Global central bank policy that has driven down interest rates to boost economic growth will cost investors about $163 billion over a 10-year period, according to Deutsche Bank AG.
Yields on government debt have fallen about 81 basis points since the third quarter of 2010 amid $1.74 trillion of debt issuance as central banks expanded their balance sheets, Dominic Konstam, global head of interest-rates research at Deutsche Bank in New York, wrote Aug. 10 in a research report.
“It seems to be taken for granted now that central bank policies have implicitly underwritten a period of financial repression by artificially suppressing returns,” Deutsche Bank said. “For the issuer this is the mirror image of the benefit in terms of lower borrowing costs.”

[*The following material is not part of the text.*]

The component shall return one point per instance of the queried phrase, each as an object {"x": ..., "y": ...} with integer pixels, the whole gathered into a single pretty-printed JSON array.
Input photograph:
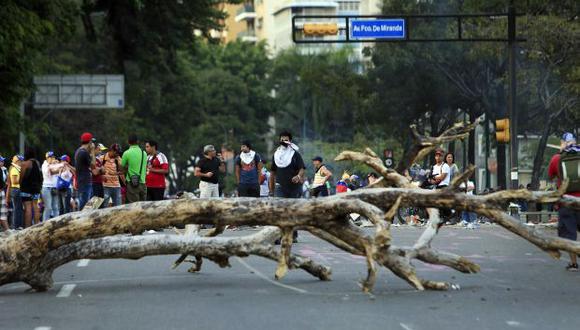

The U.S. has spent about $323.1 billion on interest expense on its $15.9 trillion of debt this fiscal year, which ends Sept. 30, compared with $412.5 billion during the same span in 2011, according to data compiled by Bloomberg.
The Federal Reserve bought $2.3 trillion of mortgage and Treasury debt from 2008 to 2011 in two rounds of so-called quantitative easing, or QE. The Fed also pushed down U.S. borrowing costs by holding interest-rates near zero since 2008 and by announcing its intention to keep them there through 2014 to stimulate the world’s biggest economy.
The European Central Bank has about 3.1 trillion euros ($3.82 trillion) of holdings, up from 1.4 trillion euros in August 2008. ECB President Mario Draghi said the Frankfurt-based central bank may buy government debt in conjunction with euro-area bailout funds. The ECB later said it may take such measures only if troubled nations commit to improving their economies and fiscal positions.
“If financial repression is achieved through inflation, the costs are much higher since they will reflect reduced real returns of all outstanding debt rather than reduced returns on debt instruments held to maturity,” Deutsche Bank said. “In this context financial repression through depressed yields is considerably more benign than through inflation.”
Overall U.S. consumer prices increased 1.7 percent in the 12 months ended in June, matching the year-over-year gain in May, a Labor Department report showed July 17 in Washington.
Yields on Treasuries maturing in 10 years touched the lowest ever at 1.38 percent on July 25. Treasuries have returned 2.1 percent this year as of Aug. 10, according to Bank of America Merrill Lynch index data. The securities gained 9.8 percent last year, their best return since gaining 14 percent in 2008, index data show.